Naquele tempo não havia papel, como há hoje; os papiros, e peles eram usados uma e outra vez por isso se escrevia com uma tinta que se apagava facilmente como até há bem pouco fazíamos com as nossas ardósias. Uma vez apagada a factura já não pode ser lida. Mas para que não restasse nenhum vestígio de tal factura Deus crucificou-a ou seja destruiu-a por completo, ou seja é como se tivesse sido queimada; já não pode ser lida não só porque foi apagada, mas porque já não existe.

Jesus de Nazaré pagou a fatura da nossa divida; ao assumir os nossos pecados e de alguma forma Ele incarnou a fatura da divida de toda a humanidade, e com a sua morte destruiu-a.
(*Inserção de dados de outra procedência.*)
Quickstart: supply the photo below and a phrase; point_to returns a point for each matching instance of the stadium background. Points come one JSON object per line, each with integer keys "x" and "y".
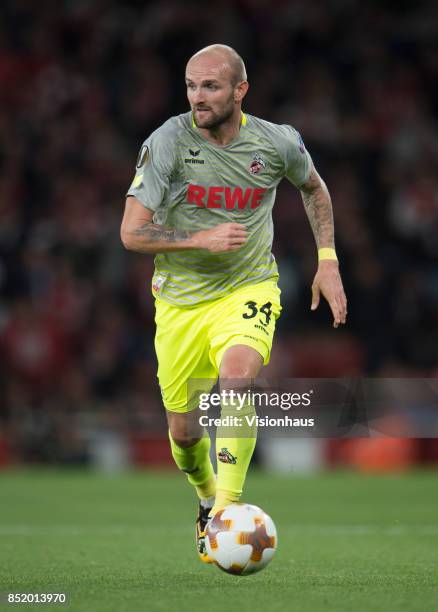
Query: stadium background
{"x": 83, "y": 83}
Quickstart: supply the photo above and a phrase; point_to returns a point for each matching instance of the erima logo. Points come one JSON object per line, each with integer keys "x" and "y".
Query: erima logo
{"x": 258, "y": 164}
{"x": 194, "y": 157}
{"x": 227, "y": 197}
{"x": 225, "y": 456}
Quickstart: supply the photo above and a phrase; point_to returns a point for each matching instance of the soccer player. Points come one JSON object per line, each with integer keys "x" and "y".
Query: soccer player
{"x": 201, "y": 200}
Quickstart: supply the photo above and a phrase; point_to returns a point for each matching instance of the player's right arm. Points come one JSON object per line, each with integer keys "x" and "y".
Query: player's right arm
{"x": 140, "y": 234}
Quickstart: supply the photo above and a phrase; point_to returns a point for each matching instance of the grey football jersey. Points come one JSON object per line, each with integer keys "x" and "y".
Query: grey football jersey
{"x": 192, "y": 184}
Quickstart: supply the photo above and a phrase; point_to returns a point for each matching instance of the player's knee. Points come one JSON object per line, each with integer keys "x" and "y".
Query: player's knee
{"x": 184, "y": 441}
{"x": 180, "y": 432}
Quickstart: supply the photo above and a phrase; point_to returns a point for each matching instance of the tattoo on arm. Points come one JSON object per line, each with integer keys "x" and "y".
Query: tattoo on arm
{"x": 157, "y": 233}
{"x": 318, "y": 206}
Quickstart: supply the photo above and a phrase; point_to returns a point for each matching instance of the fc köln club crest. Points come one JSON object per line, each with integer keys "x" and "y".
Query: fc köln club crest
{"x": 258, "y": 164}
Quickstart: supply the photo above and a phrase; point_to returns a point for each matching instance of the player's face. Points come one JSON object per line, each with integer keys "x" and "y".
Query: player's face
{"x": 210, "y": 93}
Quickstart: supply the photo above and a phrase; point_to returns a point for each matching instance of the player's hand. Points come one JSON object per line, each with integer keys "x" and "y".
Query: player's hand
{"x": 222, "y": 238}
{"x": 328, "y": 282}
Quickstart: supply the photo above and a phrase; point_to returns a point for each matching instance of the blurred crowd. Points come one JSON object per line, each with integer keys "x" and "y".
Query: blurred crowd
{"x": 83, "y": 82}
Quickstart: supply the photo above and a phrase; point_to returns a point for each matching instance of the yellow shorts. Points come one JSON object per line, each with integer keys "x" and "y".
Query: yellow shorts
{"x": 190, "y": 342}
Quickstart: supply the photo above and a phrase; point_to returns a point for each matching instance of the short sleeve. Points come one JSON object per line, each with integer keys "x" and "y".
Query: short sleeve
{"x": 297, "y": 160}
{"x": 154, "y": 168}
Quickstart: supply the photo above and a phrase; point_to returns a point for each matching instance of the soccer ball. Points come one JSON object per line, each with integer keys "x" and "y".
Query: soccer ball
{"x": 241, "y": 539}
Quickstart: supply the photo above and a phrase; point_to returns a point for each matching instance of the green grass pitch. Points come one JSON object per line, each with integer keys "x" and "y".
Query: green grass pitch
{"x": 125, "y": 543}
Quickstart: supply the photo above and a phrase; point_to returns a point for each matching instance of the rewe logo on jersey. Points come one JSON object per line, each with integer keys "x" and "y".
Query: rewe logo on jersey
{"x": 225, "y": 197}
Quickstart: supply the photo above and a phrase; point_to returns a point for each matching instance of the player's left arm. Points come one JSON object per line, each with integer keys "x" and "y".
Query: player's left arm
{"x": 318, "y": 206}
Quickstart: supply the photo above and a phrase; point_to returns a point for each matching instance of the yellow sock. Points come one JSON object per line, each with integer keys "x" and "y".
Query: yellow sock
{"x": 195, "y": 462}
{"x": 234, "y": 456}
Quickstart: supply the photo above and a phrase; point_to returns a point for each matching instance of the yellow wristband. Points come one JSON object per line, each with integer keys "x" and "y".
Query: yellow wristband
{"x": 327, "y": 253}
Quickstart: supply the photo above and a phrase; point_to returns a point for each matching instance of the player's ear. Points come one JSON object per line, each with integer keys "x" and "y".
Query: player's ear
{"x": 240, "y": 91}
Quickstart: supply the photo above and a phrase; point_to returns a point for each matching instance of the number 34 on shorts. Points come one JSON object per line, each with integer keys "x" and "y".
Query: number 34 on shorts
{"x": 249, "y": 315}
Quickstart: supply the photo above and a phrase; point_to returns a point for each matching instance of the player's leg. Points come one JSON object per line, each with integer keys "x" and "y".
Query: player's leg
{"x": 241, "y": 343}
{"x": 190, "y": 446}
{"x": 181, "y": 346}
{"x": 240, "y": 365}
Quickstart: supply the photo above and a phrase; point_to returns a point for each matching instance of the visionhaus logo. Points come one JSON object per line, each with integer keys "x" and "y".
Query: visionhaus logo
{"x": 194, "y": 159}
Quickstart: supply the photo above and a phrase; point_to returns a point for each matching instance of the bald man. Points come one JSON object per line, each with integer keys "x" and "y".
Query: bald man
{"x": 201, "y": 201}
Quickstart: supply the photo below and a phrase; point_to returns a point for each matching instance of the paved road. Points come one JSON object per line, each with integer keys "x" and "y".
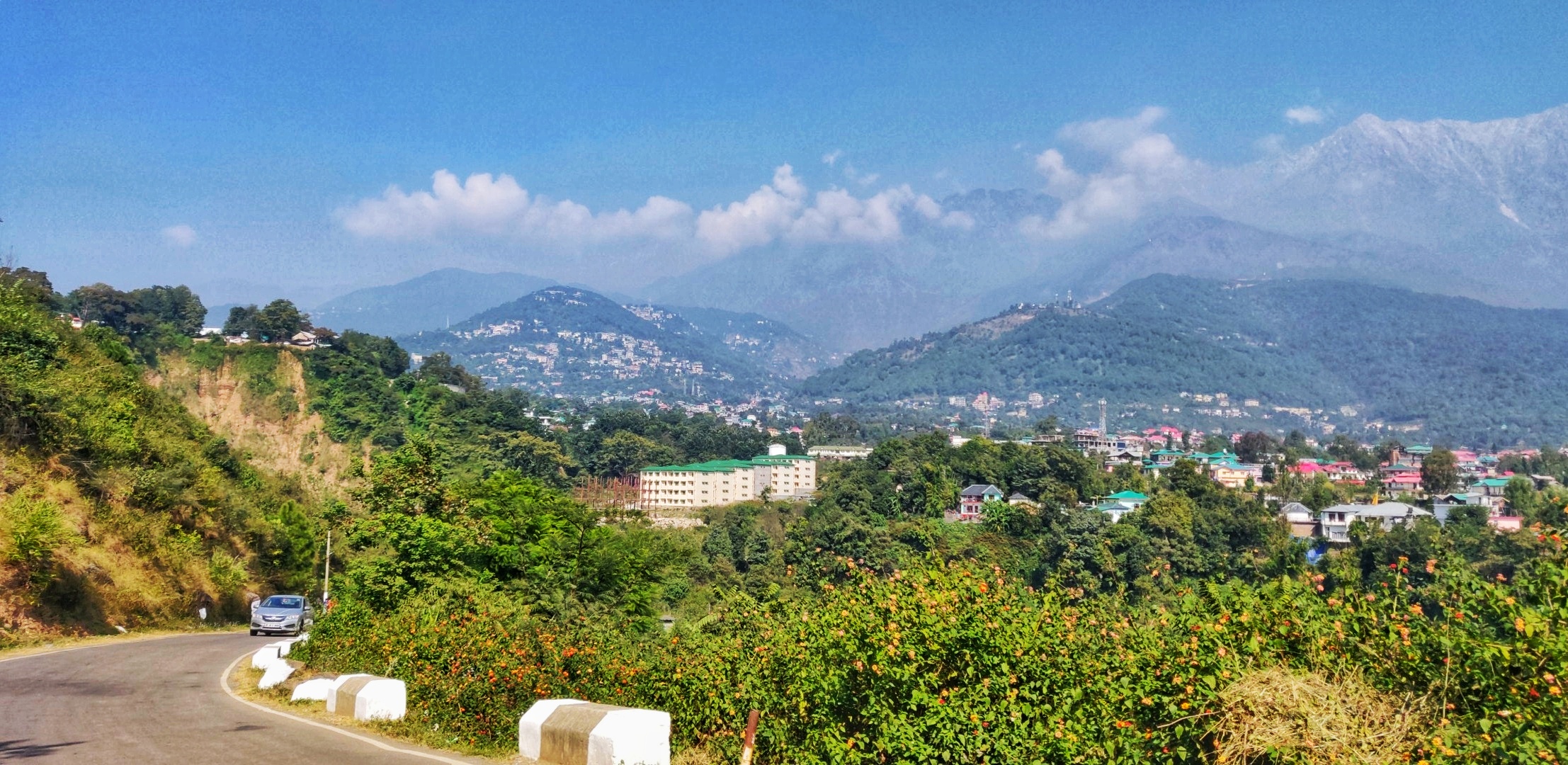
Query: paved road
{"x": 159, "y": 701}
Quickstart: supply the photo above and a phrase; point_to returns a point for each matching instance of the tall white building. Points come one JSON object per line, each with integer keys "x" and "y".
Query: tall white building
{"x": 725, "y": 482}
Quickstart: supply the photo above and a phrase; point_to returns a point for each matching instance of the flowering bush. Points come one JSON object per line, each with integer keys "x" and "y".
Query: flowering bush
{"x": 960, "y": 664}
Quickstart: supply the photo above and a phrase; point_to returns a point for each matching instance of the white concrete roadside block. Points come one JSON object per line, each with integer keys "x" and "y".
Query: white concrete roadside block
{"x": 312, "y": 690}
{"x": 275, "y": 674}
{"x": 577, "y": 732}
{"x": 264, "y": 657}
{"x": 368, "y": 696}
{"x": 338, "y": 682}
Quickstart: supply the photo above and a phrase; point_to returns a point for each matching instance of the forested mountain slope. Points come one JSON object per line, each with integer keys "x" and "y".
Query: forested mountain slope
{"x": 116, "y": 505}
{"x": 579, "y": 342}
{"x": 428, "y": 302}
{"x": 1453, "y": 366}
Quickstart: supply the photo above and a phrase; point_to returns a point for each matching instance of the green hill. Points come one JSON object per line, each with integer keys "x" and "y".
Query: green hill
{"x": 1335, "y": 353}
{"x": 428, "y": 302}
{"x": 116, "y": 505}
{"x": 577, "y": 342}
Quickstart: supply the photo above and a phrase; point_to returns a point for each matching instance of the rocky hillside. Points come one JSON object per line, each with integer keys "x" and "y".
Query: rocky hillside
{"x": 118, "y": 509}
{"x": 258, "y": 400}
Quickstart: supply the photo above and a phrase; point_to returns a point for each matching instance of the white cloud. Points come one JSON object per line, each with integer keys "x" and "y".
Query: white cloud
{"x": 958, "y": 220}
{"x": 1271, "y": 144}
{"x": 839, "y": 217}
{"x": 181, "y": 236}
{"x": 780, "y": 210}
{"x": 1142, "y": 166}
{"x": 1060, "y": 181}
{"x": 756, "y": 220}
{"x": 497, "y": 206}
{"x": 1303, "y": 115}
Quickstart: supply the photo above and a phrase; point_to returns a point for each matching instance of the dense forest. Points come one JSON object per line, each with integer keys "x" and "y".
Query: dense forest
{"x": 116, "y": 505}
{"x": 861, "y": 624}
{"x": 868, "y": 629}
{"x": 1455, "y": 367}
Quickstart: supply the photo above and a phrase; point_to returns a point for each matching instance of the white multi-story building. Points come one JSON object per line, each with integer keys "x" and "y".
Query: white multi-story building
{"x": 725, "y": 482}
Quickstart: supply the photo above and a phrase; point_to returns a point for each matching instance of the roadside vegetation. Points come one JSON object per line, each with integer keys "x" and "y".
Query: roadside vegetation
{"x": 861, "y": 624}
{"x": 116, "y": 506}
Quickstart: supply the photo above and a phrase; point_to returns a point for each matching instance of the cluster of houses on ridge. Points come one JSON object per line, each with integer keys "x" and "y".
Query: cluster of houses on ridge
{"x": 1402, "y": 474}
{"x": 1330, "y": 524}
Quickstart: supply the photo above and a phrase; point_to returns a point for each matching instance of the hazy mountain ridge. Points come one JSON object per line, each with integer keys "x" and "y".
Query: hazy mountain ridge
{"x": 1453, "y": 366}
{"x": 577, "y": 342}
{"x": 427, "y": 302}
{"x": 1473, "y": 209}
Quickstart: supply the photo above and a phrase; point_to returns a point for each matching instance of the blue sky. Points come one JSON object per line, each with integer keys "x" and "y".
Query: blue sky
{"x": 228, "y": 148}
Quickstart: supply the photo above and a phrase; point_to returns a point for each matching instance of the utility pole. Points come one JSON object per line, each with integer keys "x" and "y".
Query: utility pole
{"x": 326, "y": 577}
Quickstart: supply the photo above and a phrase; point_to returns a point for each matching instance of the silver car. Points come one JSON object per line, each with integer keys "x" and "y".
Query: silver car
{"x": 288, "y": 615}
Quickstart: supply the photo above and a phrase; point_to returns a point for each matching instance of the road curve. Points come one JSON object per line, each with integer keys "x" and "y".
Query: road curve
{"x": 160, "y": 701}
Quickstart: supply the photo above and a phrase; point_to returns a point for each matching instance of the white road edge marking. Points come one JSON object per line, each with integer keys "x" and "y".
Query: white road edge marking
{"x": 101, "y": 645}
{"x": 223, "y": 682}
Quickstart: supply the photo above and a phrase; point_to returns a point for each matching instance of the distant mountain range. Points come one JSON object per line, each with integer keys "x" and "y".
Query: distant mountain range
{"x": 1470, "y": 209}
{"x": 427, "y": 302}
{"x": 577, "y": 342}
{"x": 1285, "y": 353}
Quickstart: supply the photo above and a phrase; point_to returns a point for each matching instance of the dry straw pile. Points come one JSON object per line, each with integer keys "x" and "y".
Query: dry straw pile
{"x": 1277, "y": 715}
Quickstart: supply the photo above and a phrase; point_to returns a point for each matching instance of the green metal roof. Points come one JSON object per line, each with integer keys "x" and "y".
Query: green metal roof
{"x": 727, "y": 466}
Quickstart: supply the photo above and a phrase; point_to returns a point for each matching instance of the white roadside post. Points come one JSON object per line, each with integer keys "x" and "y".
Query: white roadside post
{"x": 365, "y": 696}
{"x": 577, "y": 732}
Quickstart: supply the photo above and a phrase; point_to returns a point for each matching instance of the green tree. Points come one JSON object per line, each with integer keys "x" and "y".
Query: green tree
{"x": 625, "y": 453}
{"x": 275, "y": 324}
{"x": 1521, "y": 496}
{"x": 1255, "y": 447}
{"x": 1440, "y": 471}
{"x": 33, "y": 532}
{"x": 530, "y": 457}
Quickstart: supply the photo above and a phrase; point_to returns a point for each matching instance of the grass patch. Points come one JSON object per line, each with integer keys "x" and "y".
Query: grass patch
{"x": 1291, "y": 717}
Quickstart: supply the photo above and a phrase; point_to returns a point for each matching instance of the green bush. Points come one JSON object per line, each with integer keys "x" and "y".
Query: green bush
{"x": 960, "y": 664}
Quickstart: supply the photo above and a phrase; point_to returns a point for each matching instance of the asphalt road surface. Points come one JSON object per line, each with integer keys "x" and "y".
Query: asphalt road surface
{"x": 160, "y": 701}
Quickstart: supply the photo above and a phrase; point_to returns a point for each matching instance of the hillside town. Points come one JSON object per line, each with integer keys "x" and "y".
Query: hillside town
{"x": 1477, "y": 482}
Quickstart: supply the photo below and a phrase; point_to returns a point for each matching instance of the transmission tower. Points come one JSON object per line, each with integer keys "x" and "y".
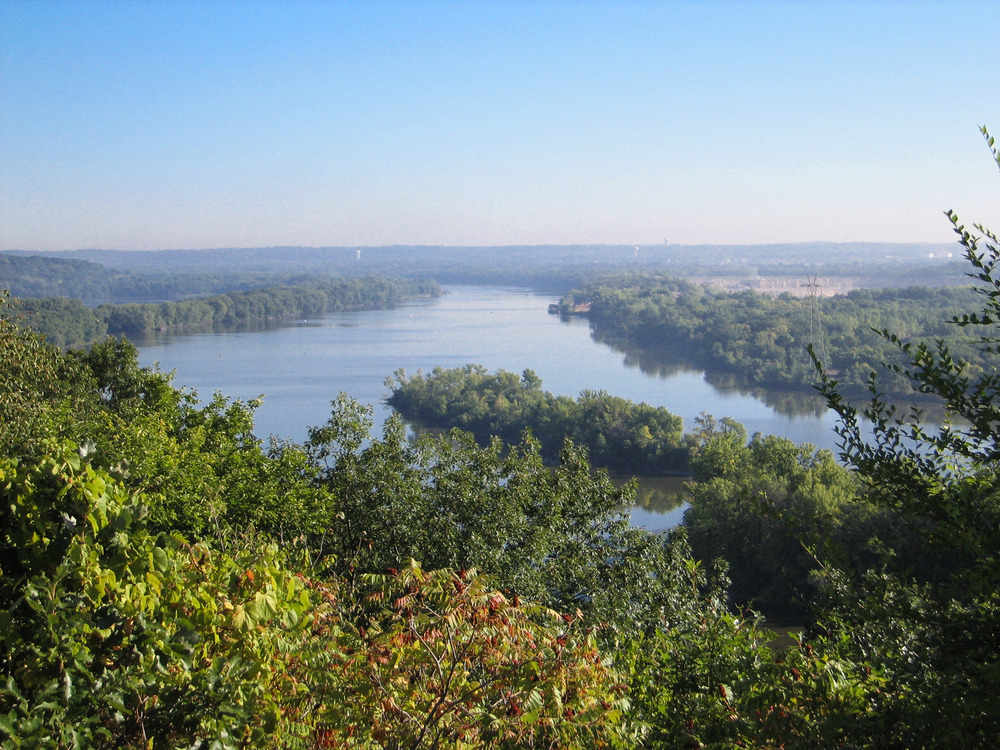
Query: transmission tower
{"x": 816, "y": 337}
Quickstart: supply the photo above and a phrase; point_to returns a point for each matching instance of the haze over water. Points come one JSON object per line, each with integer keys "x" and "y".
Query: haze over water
{"x": 300, "y": 367}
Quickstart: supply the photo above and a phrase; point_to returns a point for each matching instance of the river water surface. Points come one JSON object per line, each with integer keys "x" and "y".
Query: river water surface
{"x": 300, "y": 366}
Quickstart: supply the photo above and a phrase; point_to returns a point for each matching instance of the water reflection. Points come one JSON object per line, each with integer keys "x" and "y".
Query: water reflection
{"x": 668, "y": 361}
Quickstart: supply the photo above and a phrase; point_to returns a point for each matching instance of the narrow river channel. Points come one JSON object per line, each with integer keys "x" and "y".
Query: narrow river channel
{"x": 300, "y": 366}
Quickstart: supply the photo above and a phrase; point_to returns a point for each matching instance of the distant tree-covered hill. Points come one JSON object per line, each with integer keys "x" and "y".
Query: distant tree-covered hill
{"x": 69, "y": 323}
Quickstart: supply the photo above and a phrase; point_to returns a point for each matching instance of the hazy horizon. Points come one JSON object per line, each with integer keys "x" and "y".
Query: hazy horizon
{"x": 222, "y": 124}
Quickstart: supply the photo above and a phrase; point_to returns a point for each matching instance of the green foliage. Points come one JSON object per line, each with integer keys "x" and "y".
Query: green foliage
{"x": 444, "y": 660}
{"x": 68, "y": 323}
{"x": 617, "y": 433}
{"x": 933, "y": 635}
{"x": 763, "y": 339}
{"x": 40, "y": 390}
{"x": 113, "y": 637}
{"x": 761, "y": 506}
{"x": 554, "y": 535}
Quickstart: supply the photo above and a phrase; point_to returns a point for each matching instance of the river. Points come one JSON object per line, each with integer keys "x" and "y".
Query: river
{"x": 300, "y": 366}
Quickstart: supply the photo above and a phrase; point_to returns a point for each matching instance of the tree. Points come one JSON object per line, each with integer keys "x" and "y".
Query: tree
{"x": 933, "y": 634}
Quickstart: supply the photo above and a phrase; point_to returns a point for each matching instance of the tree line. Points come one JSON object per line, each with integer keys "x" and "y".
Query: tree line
{"x": 617, "y": 433}
{"x": 70, "y": 323}
{"x": 168, "y": 580}
{"x": 765, "y": 340}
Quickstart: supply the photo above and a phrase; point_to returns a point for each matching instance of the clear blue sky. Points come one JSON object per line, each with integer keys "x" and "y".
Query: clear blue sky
{"x": 142, "y": 125}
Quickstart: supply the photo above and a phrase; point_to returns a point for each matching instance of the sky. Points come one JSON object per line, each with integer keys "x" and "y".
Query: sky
{"x": 210, "y": 123}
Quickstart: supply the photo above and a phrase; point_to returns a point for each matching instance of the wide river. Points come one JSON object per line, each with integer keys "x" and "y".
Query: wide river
{"x": 300, "y": 367}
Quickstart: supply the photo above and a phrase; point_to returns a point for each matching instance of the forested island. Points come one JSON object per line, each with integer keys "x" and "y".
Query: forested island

Subindo ao madeiro, Ele levou os nossos pecados no seu corpo, para que, mortos para o pecado, vivamos para a justiça: pelas suas chagas fostes curados. 1 Pedro 2, 24

Ao assumir os nossos pecados, Jesus de alguma forma encarnou, ou transformou-se na velha fatura que continha todos os pecados ou dividas da humanidade para com Deus; ao morrer na cruz destruiu-a para sempre. Se em Jesus Deus perdoa e esquece as nossas faltas também nós estamos chamados a perdoar e esquecer as ofensas dos outros e assim como o mal que nos fizemos a nós próprios.